Low-cost fluorescence test could better diagnose hepatitis B

The test pairs a polymerase chain reaction method with probe-based fluorescence melting curve analysis for precision diagnosis of chronic hepatitis B patients.

The schematic workflow for coamplification at lower denaturation temperature PCR (COLD-PCR)/fluorescence melting curve analysis (FMCA) is shown.
The schematic workflow for coamplification at lower denaturation temperature PCR (COLD-PCR)/fluorescence melting curve analysis (FMCA) is shown.
Credit: The First Affliated Hospital of Fujian Medical University

A team of scientists in China has developed a test that involves highly sensitive coamplification at lower denaturation temperature polymerase chain reaction (COLD-PCR) coupled with probe-based fluorescence melting curve analysis (FMCA) for precision diagnosis of chronic hepatitis B (CHB) patients.
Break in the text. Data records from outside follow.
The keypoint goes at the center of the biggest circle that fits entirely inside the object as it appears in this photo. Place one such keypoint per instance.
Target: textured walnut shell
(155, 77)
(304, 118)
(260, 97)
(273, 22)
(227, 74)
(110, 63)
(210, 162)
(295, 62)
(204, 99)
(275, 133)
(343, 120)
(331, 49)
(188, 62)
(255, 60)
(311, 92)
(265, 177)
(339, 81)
The simplified, low-cost test may be used routinely in hospital laboratories.

Hepatitis B virus (HBV) infection affects the liver and can be fatal, usually as a result of cirrhosis or liver cancer. The virus is typically spread through contact with infected blood or bodily fluids. HBV can be prevented by vaccines that offer almost-total protection against HBV infection.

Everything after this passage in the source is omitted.